BREAKING: Campaign Legal Center Files Lawsuit Against the FEC for Failing to Address Violations by a Dem-Leaning Super PAC in Montana
Washington, DC — Yesterday, Campaign Legal Center (CLC) filed a lawsuit against the Federal Election Commission (FEC) for dismissing CLC’s February 2024 complaint against the super PAC “Last Best Place PAC” for allegedly violating federal transparency requirements. CLC’s FEC complaint alleged that the super PAC failed to properly disclose its spending in connection with a multimillion-dollar ad campaign the group launched last fall attacking Tim Sheehy, a candidate for U.S. Senate in Montana. After CLC’s initial FEC complaint was filed, Sheehy secured the Republican nomination in this closely watched race.
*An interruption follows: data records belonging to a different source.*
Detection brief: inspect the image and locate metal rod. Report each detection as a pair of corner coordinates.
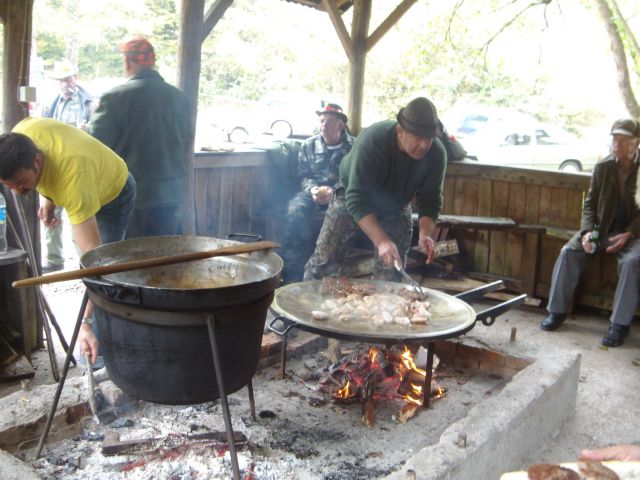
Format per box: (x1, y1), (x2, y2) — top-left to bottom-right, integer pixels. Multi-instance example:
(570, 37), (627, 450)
(422, 342), (435, 408)
(36, 290), (89, 458)
(247, 379), (258, 422)
(36, 292), (59, 382)
(207, 315), (240, 480)
(9, 199), (77, 376)
(280, 333), (287, 379)
(38, 294), (78, 367)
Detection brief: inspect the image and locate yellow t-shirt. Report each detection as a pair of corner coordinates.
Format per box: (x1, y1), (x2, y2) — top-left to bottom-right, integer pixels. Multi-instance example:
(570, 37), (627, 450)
(13, 117), (129, 224)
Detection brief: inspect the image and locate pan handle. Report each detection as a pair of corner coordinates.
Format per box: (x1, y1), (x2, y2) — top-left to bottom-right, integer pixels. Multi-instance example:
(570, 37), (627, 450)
(269, 316), (296, 337)
(227, 232), (262, 243)
(476, 293), (527, 327)
(455, 280), (504, 302)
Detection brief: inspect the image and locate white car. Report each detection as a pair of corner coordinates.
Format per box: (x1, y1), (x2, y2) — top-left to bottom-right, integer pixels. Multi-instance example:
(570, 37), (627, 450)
(463, 122), (603, 172)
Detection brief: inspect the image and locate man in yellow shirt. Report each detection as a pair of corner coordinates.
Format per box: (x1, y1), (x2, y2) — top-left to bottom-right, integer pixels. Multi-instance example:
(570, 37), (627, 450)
(0, 118), (136, 363)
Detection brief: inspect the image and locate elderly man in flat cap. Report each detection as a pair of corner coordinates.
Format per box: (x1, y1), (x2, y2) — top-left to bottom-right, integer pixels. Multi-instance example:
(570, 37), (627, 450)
(281, 103), (353, 283)
(89, 37), (193, 238)
(304, 97), (447, 280)
(540, 118), (640, 347)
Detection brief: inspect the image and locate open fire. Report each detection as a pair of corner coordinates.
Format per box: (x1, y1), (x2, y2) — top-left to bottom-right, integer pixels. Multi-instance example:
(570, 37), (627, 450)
(320, 345), (446, 426)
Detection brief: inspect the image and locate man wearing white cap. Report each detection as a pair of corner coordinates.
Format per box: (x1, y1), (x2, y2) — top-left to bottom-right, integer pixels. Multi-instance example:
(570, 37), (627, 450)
(540, 118), (640, 347)
(42, 60), (93, 273)
(45, 60), (93, 129)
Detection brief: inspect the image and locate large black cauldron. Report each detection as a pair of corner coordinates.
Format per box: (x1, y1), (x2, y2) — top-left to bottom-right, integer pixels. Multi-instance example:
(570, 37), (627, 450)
(81, 236), (282, 404)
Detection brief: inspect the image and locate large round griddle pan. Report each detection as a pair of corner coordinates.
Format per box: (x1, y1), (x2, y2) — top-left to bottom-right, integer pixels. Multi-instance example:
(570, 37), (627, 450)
(271, 279), (476, 343)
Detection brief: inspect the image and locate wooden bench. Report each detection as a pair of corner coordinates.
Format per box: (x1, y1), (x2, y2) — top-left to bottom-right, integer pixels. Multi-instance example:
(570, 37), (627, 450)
(413, 214), (547, 297)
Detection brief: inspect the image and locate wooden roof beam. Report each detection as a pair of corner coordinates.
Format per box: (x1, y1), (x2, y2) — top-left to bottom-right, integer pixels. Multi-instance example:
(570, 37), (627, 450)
(322, 0), (353, 62)
(367, 0), (418, 52)
(201, 0), (233, 42)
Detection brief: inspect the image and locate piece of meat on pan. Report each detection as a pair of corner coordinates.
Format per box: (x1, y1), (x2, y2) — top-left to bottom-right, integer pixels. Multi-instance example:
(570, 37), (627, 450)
(527, 463), (580, 480)
(578, 462), (620, 480)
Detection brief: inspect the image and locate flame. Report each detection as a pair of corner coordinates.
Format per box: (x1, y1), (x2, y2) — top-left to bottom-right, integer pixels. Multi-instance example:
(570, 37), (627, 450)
(369, 347), (380, 366)
(400, 345), (427, 376)
(334, 380), (351, 399)
(401, 383), (422, 405)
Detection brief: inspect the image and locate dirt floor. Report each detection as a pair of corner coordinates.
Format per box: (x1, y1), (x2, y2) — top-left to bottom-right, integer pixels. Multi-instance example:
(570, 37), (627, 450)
(0, 265), (640, 467)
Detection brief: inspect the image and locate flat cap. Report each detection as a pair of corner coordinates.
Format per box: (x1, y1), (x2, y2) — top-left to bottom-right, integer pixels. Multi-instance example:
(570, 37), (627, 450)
(396, 97), (444, 138)
(611, 118), (640, 137)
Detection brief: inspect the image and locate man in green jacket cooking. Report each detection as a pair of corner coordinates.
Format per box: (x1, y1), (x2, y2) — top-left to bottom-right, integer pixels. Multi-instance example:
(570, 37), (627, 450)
(89, 37), (193, 238)
(304, 97), (447, 280)
(540, 118), (640, 347)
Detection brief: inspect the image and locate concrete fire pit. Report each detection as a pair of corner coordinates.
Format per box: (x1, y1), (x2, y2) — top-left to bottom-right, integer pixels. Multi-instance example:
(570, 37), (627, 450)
(0, 334), (580, 480)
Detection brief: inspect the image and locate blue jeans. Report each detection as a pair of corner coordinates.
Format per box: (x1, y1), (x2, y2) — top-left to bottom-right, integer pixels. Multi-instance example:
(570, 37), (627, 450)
(96, 173), (136, 244)
(92, 173), (136, 369)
“Voters have a right to know where campaign money comes from and how it is spent, and this dismissal is yet another example of the FEC failing to vindicate that right and uphold the core transparency purposes of federal campaign finance law,” said Megan McAllen, director of campaign finance litigation at CLC. “Poor enforcement of the law makes our campaign finance system vulnerable to more secret spending. Despite FEC inaction, we will still be pushing for super PACs like Last Best Place PAC to be fully transparent with voters about their spending aimed at swaying voters in federal elections.”
As CLC’s complaint explained, Last Best Place PAC began running ads last September that expressly advocated Sheehy’s defeat in Montana’s June 2024 primary election and therefore should have been reported by the group as independent expenditures, both in special pre-election “48-hour” reports and in its regularly scheduled committee filings. But although Last Best Place PAC did not file any 48-hour reports in connection with these ads or report any independent expenditures in its 2023 year-end disclosure report, the FEC nevertheless dismissed CLC’s complaint against the super PAC — which has ties to the dark money groups aligned with the leadership of the national Democratic Party.
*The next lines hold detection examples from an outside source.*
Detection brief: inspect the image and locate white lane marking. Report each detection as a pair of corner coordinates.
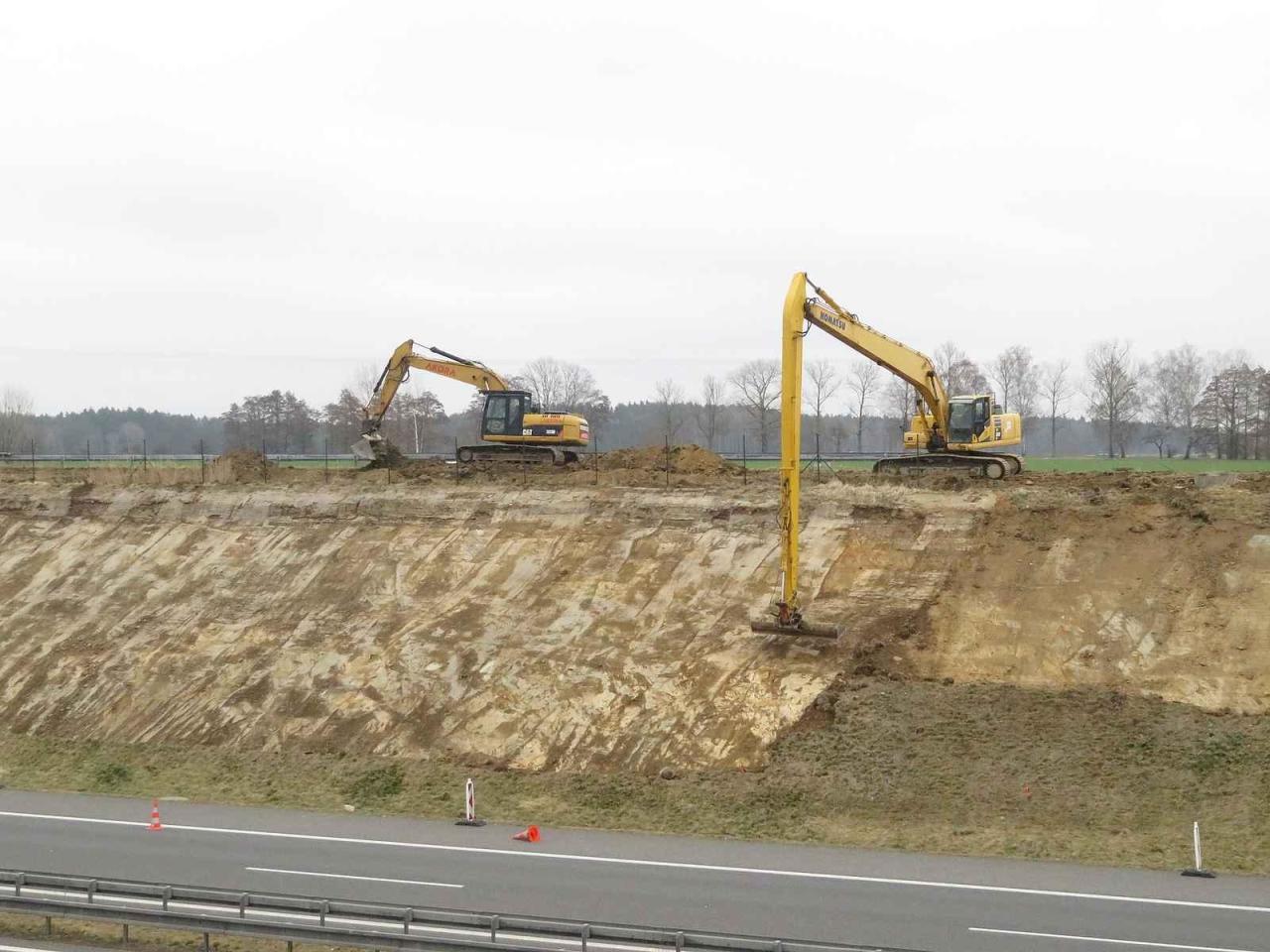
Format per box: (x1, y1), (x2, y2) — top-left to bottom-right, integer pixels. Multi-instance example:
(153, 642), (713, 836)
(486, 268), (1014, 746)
(242, 866), (463, 890)
(970, 925), (1252, 952)
(0, 810), (1270, 912)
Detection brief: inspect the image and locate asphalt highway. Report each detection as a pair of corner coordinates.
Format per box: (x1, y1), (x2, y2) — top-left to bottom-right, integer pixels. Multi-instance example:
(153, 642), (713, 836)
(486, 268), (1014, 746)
(0, 790), (1270, 952)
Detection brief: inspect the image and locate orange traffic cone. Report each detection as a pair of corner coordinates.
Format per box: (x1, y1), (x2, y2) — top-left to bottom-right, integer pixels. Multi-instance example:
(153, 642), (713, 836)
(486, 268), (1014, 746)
(512, 822), (541, 843)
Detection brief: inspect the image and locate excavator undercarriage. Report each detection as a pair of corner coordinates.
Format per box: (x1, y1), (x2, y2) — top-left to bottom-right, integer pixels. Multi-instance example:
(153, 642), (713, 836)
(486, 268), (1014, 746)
(874, 450), (1024, 480)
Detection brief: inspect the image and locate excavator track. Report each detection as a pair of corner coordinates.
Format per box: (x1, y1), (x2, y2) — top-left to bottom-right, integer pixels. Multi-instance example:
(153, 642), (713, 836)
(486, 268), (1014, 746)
(457, 443), (577, 466)
(874, 450), (1024, 480)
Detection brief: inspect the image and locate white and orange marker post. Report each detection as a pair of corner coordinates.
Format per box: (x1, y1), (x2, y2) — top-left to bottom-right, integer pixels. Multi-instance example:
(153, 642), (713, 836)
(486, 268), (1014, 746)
(454, 776), (485, 826)
(1183, 820), (1216, 880)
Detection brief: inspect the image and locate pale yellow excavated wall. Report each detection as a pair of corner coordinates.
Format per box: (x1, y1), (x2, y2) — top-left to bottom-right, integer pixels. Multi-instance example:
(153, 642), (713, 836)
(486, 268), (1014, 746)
(0, 481), (1270, 771)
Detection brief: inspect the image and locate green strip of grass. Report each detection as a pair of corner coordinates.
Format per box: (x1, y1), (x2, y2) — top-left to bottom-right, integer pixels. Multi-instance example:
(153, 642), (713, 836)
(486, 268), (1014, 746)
(0, 679), (1270, 874)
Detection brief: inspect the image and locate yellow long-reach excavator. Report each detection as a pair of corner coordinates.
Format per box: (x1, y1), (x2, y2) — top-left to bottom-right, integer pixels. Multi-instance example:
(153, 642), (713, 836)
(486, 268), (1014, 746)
(749, 272), (1022, 639)
(353, 340), (590, 466)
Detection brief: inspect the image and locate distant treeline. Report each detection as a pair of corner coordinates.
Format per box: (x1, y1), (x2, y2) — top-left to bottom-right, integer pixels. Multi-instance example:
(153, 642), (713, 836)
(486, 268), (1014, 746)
(10, 340), (1270, 459)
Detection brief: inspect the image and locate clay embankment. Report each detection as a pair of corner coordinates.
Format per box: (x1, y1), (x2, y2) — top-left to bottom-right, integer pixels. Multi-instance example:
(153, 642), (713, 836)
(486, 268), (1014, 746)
(0, 473), (1270, 771)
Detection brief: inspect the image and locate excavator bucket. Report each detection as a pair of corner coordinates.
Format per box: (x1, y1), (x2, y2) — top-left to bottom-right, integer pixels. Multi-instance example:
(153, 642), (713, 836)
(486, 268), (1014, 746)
(749, 604), (840, 640)
(749, 618), (840, 641)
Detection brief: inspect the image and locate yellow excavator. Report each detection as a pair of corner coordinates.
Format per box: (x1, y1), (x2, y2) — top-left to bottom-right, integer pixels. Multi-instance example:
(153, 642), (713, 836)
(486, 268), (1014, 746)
(353, 340), (590, 466)
(749, 272), (1024, 639)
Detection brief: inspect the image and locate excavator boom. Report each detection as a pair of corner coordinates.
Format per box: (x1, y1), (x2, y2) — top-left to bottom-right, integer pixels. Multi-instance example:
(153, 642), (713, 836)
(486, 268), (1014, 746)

The four FEC commissioners who voted to dismiss the complaint relied on an unsupported and irrational legal rationale that threatens to open an immense loophole in federal transparency requirements for independent expenditures.
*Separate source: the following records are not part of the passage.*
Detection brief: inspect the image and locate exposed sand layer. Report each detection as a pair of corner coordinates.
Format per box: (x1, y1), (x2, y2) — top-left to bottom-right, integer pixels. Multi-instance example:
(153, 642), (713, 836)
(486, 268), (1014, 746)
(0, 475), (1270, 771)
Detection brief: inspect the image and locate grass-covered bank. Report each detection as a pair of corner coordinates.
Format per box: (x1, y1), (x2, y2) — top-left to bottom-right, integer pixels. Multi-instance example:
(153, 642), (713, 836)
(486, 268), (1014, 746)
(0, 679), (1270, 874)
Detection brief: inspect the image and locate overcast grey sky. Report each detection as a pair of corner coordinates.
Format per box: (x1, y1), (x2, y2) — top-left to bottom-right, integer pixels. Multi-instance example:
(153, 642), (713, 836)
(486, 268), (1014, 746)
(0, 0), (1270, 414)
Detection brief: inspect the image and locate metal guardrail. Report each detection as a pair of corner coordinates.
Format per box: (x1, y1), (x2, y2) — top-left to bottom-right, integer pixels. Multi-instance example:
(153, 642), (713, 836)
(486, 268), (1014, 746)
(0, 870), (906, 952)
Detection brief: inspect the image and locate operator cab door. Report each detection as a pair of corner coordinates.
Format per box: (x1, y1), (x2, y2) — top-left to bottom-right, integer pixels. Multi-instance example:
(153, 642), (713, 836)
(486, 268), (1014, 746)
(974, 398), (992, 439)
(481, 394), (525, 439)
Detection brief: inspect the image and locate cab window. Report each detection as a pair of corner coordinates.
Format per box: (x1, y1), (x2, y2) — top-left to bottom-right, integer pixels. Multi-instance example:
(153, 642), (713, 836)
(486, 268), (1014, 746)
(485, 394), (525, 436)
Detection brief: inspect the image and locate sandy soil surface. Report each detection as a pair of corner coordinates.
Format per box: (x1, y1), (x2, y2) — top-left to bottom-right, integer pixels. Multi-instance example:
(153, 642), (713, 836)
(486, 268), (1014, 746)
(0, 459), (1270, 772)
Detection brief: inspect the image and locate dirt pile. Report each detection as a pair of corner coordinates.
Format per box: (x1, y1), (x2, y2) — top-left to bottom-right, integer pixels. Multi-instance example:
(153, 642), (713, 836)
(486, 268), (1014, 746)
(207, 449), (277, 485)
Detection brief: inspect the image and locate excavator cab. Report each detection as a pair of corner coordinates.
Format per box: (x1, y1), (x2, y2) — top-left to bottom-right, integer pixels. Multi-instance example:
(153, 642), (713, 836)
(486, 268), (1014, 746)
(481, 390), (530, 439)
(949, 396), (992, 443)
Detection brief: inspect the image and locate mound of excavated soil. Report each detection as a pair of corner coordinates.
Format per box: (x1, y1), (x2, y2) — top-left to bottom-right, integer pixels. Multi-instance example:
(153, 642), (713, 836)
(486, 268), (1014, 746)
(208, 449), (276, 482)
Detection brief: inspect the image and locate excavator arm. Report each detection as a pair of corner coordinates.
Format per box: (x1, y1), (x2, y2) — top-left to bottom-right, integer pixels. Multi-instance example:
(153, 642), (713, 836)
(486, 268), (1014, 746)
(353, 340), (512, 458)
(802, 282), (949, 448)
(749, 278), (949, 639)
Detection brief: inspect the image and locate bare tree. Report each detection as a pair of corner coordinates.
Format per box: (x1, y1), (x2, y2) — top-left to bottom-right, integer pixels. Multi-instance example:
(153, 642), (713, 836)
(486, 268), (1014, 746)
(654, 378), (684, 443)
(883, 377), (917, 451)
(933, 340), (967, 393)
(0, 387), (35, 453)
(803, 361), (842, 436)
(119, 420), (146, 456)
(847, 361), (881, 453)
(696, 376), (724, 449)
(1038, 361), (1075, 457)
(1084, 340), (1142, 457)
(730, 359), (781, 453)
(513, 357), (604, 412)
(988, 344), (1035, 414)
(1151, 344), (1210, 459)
In dismissing CLC’s complaint, the FEC disregarded the recommendations of its own nonpartisan staff lawyers in the agency’s Office of the General Counsel, which agreed with CLC’s concerns. Partisan gridlock has historically been a primary driver of FEC inaction, but now the agency has recently been taking steps to weaken regulation of political spending.
When super PACs fail to properly disclose details about their spending, voters are deprived of critical information essential to casting an informed vote. In the absence of FEC action, CLC is stepping up to ensure that federal campaign finance law is enforced, and our elections exist within a fair, transparent and accountable political process.